How many of these projects will actually see the light of day is a moot point, with negotiations ­likely to be complex and lengthy. ­Effective implementation will be the key to success.

So while the potential is great, the risks are high. Since Beijing is unlikely to countenance major losses on more than a handful of strategically important projects, there is limited scope for state sponsored bailouts if Silk Road projects founder commercially.

Governance also may be an issue, especially for China’s ­mooted development bank. Concern about the opaque governance arrangements was a key reason for the Abbott government’s initial caution about joining the AIIB as a foundation member. It is not clear that these concerns have been fully addressed.

Finally, there is the unanswered question of whether these China-led institutions will complement the existing financial archi­tecture in positive ways or further dilute and fragment them.

For Australia, responding to these latest developments in Chinese strategy and behaviour will require clear minds, a singular focus and matching strategies from government and business.

We need to find a nuanced stance between the exaggerated threat inflation of hardline China critics in the security community, and the equally false expectations of pro-China hyper-optimists in business who cannot see past their bottom lines.

China is not about to attack Australia.
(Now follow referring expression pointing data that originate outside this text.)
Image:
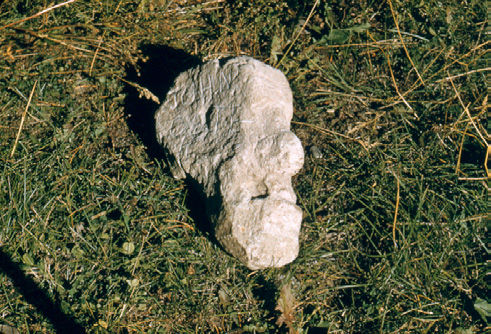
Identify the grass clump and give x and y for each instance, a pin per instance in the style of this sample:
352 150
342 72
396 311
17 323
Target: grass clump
390 104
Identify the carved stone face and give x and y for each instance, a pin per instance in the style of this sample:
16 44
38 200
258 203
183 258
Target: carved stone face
227 126
259 212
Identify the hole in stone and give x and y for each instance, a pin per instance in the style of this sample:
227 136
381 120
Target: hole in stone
209 116
262 192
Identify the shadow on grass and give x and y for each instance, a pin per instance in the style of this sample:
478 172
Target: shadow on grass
63 323
157 74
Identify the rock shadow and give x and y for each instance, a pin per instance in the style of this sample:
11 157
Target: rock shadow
162 66
37 297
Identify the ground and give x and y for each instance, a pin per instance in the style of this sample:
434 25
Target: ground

Nor will it rule the world or inevitably supplant the US as the preponderant economic and military power.

Our approach to China should be driven by hard-headed assessments of the risks and benefits of individual projects, initiatives and partnerships underpinned by three core principles.

China should be judged by what it does and not what it says; when it demonstrably undermines established norms, rules and conventions we should not be afraid to say so; and we ought to be open to China having a more prominent decision-making role institutionally consonant with its demographic, economic and financial weight.

Applying these principles to the South China Sea, the government should take a firmer stance against China’s terraforming activities because they are broadly destabilising and serve only to exacerbate and complicate the resolution of territorial disputes at sea.

They are also counterproductive to China’s long-term interests, tarnishing the carefully constructed international image of a country that purports to believe in “win-win” solutions.

Conversely, provided lingering concerns about governance are addressed, the AIIB deserves Australian support as an example of constructive Chinese leadership that could benefit the whole ­region.

For the same reason, the Silk Road concept is a welcome ­development that should find favour with both government and business.

However, it will be important to carefully weigh the likely return on investment and understand fully the geopolitical implications, for they cannot be separated from the geo-economic, as Xi well understands and we should too.

Alan Dupont is Professor of International Security at UNSW and a non-resident fellow at the Lowy Institute.